A Scientific American article entitled "Speed Dating and Decision-Making: Why Less Is More," details how being confronted with a large number of choices can make it harder for people to make good decisions. Research has shown that our decision-making system breaks down when the human brain is confronted with too many options. Not only does this apply to choosing the right partner for life, but is applicable in the business world as well. When embarking on a core system review, it is crucial to not over-extend your search, instead select a few vendors that you have an initial attraction to, and then do your due diligence to dig deeper in making your selection.
The idea behind speed dating is spending a very short amount of time (usually around 3 minutes) in narrowing a large field of potential suitors to just a couple. These few will move on to the next round and have a more in-depth session, or a date, to really get to know. It relies on first impressions, from looks, basic likes and dislikes, occupation, etc. In the credit union world, this translates into the first impression a vendor makes based on their sales representative, website, and reputation in the industry. Based on the size of your credit union, its focus, budget, needs and wants, the first impressions made by core providers' stated missions, websites or representatives can quickly help you narrow the field.
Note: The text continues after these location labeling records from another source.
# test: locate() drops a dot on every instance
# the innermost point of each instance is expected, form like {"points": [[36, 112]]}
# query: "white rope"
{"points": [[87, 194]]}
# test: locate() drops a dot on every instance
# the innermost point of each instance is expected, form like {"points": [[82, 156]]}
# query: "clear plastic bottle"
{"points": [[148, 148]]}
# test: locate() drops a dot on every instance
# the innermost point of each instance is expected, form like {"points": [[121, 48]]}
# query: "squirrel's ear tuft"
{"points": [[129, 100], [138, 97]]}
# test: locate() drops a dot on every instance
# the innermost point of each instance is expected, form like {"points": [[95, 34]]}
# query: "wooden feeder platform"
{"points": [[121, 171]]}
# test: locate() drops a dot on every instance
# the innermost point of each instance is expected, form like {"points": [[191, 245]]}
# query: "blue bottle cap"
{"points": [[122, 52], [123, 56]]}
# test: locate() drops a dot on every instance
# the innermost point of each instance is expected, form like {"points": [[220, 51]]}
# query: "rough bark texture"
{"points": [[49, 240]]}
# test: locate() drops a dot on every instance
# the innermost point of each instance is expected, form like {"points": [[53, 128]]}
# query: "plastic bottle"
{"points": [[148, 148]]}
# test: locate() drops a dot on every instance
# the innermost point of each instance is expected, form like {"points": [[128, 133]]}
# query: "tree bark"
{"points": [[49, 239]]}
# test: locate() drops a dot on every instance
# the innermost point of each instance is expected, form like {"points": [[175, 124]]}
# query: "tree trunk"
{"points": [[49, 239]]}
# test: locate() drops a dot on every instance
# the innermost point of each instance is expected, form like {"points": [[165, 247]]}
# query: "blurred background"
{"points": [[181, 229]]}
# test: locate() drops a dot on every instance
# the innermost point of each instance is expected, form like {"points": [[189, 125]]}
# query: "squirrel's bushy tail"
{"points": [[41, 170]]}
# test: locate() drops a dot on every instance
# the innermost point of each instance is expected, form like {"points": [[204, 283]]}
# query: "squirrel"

Once you have chosen a few candidates who have piqued your interest, it is time to get to know them better. Spend time with your candidates, this is the time to ask deeper questions. In dating, these questions may surround family, religious values, career and life goals. If you are trying to move on to the next stage of your life and eventually meet someone you can start a family with, you may uncover in the dating stage the person you were initially attracted to doesn't have much inertia to move out of their parent's basement or spends all their earnings on video games. Knowing a person's maturity when it comes to life and basic financial matters is no doubt something you want to uncover before deciding to marry.
When considering a credit union core conversion, the next steps after narrowing your search to just a few vendors are to dig deeper than their websites. Who are the C-suite executives? What are their backgrounds and experience? Does the vendor have low employee turnover? What is the strength of each vendor's financial position? Have they consistently shown maturity over the course of their business, this can be demonstrated by growth and innovation? Have they invested in themselves and their product offering?
Just as in personal relationships, the relationship you have with your credit union core system vendor starts with trust and transparency. Ask the difficult questions now so there are no surprises once you have signed and commitment.